ABC Securities is a two-office broker-dealer in State X that intends to underwrite an initial public offering of 1 million shares of stock for Circular, Inc. If the issue will be offered exclusively to residents of State X, registration of this offering A) will most likely occur by coordination. B) will most likely occur by qualification. C) will most likely occur by notice filing. D) is not required because of the de minimis test.

B) will most likely occur by qualification. An issue done solely within one state (intrastate offering) is registered using qualification. Notice filing is used by certain issues of federal covered securities, primarily investment companies. Coordination is the simultaneous registration on both the federal and state levels; neither of those two could possibly apply to the circular offering.

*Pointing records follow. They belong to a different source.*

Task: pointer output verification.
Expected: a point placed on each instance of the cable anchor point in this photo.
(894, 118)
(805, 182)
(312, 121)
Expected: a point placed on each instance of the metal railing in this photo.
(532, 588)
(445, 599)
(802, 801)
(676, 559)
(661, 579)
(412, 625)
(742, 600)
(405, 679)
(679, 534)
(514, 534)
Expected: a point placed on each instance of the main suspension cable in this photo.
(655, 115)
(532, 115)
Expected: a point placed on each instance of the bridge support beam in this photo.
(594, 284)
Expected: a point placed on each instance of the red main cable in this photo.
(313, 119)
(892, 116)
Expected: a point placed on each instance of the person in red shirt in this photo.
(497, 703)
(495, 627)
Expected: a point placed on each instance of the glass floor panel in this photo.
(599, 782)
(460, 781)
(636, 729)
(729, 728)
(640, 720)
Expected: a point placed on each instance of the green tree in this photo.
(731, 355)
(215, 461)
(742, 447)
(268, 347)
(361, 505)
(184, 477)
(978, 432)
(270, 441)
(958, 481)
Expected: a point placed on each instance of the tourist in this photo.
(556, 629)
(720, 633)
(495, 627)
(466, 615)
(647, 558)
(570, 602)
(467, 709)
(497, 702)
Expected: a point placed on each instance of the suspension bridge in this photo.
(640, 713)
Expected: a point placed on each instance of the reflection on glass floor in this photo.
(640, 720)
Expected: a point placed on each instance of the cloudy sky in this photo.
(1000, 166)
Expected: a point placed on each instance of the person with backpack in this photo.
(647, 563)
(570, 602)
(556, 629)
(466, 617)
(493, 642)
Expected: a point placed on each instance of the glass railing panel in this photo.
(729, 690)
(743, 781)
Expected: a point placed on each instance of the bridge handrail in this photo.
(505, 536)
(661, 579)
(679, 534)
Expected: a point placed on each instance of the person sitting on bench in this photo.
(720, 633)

Under the Uniform Securities Act, an issuer is any person who issues or proposes to issue a security for sale to the public. According to the Uniform Securities Act, which of the following are not issuers? 1. The City of Chicago, which is involved in a distribution of tax-exempt highway improvement bonds 2. AAA Partnership, which issues certificates of interest or participation in its oil, gas, and mining titles 3. AAA Manufacturing Company, which proposes to offer shares to the public but has not completed the offering 4. The United States government, which proposes to offer Treasury bonds A) I, II, and IV B) I, II, and III C) II only D) I only

C) II only Under the Uniform Securities Act, an issuer is any person who issues or proposes to issue a security. However, with respect to certificates of interest or participation in oil, gas, or mining titles or leases, there is not considered to be any issuer, even though those certificates are included in the definition of security. Examples of issuers are a municipality such as the City of Chicago, which issues tax-exempt highway improvement bonds; AAA Manufacturing Company, which proposes to offer shares to the public, even though it has not completed the offering; and the United States government, when it proposes to offer Treasury bonds.

Ways in which offerings under Rule 506(c) of Regulation D of the Securities Act of 1933 differ from those under Rule 506(b) include each of these except A) the issuer must take "reasonable steps" to verify that all purchasers are accredited investors in a 506(c) offering, while no such obligation falls upon issuers in a 506(b) offering. B) all purchasers of the Rule 506(c) securities must be accredited investors as defined in Rule 501, whereas Rule 506(b) permits a limited number of sophisticated but not accredited investors. C) general solicitation is permitted under Rule 506(c) offerings; no advertising is permitted under Rule 506(b). D) securities issued under Rule 506(c) are federal covered, while those under Rule 506(b) are not.

D) securities issued under Rule 506(c) are federal covered, while those under Rule 506(b) are not. Under the NSMIA, any security issued under the federal transaction exemption offered under Rule 506, either (b) or (c), is considered a federal covered security. Rule 506(c) permits advertising (general solicitation) but requires that the issuer take reasonable steps to ensure all purchasers meet the accredited investor standard. In a Rule 506(b) offering, up to 35 nonaccredited investors are permitted with no limit placed on the number of accredited investors.